There was no doubt in God's mind, no doubt in Abraham's at this point, that God was first in his life.
There are many other references that could be made on this topic, but those are the only two i have the time (or energy) to read up on and type.
Here's the thing, however; He asks us to do things as completely as He does. He wants utter submission to His commands. He wants us to be limitless on what we'd do in order to serve Him.
We often get into the mindset of, "If I just set myself up to do something, He'll bless me like I did it completely," but that's not how it works. If He asks you to give something up, be it a specific behavior, friends, family, a job, dreams, anything, He means for you to do so without thinking of how to get around it. He is intending to bless you however He intends; the grace part is giving you the chance and conviction to give up something for Him, to act recklessly for Him, to lose everything for Him. That is a grace in itself. Cherish it. Everything you have gained should be counted as loss for His sake. Our glory comes from what He asks of us, the sacrifices He calls us to make; not by our means, but by His grace.
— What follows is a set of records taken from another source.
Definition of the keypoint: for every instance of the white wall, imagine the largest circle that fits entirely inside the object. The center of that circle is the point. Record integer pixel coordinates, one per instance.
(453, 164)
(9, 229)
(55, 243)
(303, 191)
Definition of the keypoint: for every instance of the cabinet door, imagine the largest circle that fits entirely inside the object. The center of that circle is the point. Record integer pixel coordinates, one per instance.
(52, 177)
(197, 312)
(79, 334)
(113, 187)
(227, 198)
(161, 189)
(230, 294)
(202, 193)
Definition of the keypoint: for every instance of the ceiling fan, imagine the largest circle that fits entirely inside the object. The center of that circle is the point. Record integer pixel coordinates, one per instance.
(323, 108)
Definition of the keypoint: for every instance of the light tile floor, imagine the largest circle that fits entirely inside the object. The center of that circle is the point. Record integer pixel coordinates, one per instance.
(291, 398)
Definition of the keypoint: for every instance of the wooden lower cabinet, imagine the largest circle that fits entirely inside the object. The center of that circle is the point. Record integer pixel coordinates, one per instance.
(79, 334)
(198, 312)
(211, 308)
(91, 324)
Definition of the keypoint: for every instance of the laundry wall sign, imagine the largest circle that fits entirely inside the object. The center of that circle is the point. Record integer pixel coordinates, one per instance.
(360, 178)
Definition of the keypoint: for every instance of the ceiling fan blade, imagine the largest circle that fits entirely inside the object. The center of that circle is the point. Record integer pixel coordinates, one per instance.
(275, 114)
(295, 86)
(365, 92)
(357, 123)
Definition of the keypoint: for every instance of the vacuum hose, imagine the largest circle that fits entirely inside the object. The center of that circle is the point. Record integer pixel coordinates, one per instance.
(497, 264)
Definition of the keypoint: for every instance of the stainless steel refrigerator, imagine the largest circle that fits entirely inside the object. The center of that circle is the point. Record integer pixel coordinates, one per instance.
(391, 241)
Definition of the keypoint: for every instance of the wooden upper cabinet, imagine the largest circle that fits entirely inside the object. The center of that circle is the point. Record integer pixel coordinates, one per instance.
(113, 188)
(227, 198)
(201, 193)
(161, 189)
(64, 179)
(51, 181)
I'm sure, at times, we'll say, "God, what on earth are You thinking?" And His answer will probably be silence. The more you ask that, the more silent He may seem to be. But that's perhaps good. The more reason for doubt there is in something that we persevere through, the more wondrous the glory we see.
There are no partials in Christ. There is all in Christ, or not in Christ. He loves entirely, wants to be loved entirely. Better to be hot or cold than lukewarm.
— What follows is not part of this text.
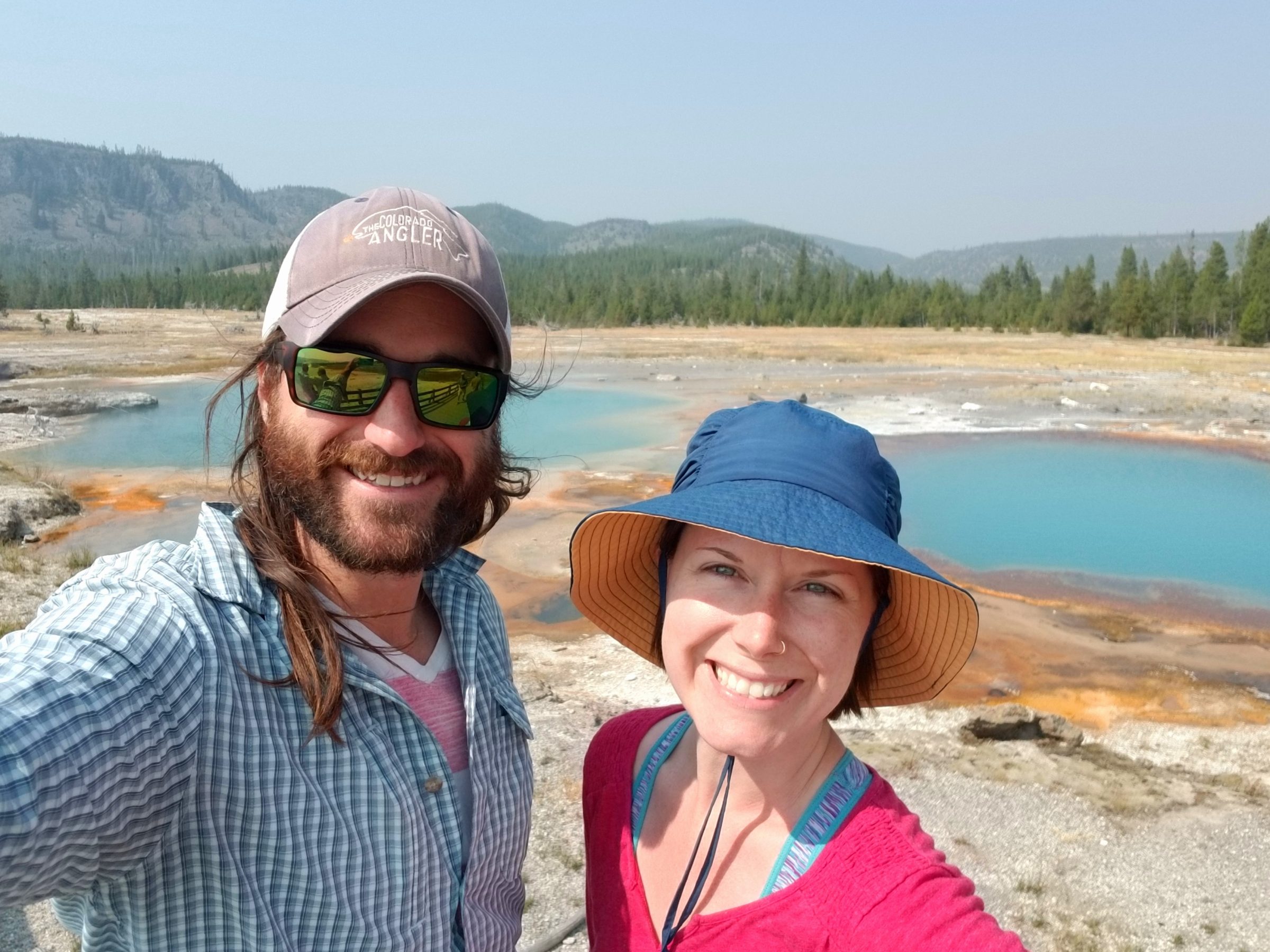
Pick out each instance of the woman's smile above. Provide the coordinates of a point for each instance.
(737, 686)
Surely, the greatest case against a belief in God's grace is seeing someone living the same after meeting Him as before. Someone who is one way in church and another outside of it; this is the greatest representation of why someone should not believe their testimony.
He wants living sacrifices of our human nature to be fully engulfed in the flame on the altar so that there is nothing left of it. He wants everything we are to die there, so that everything He is can live where it was.
The opportunity -and calling- to lay myself down in such a way is the greatest grace i can imagine Him asking of me.
For me to live is Christ, and to die is gain.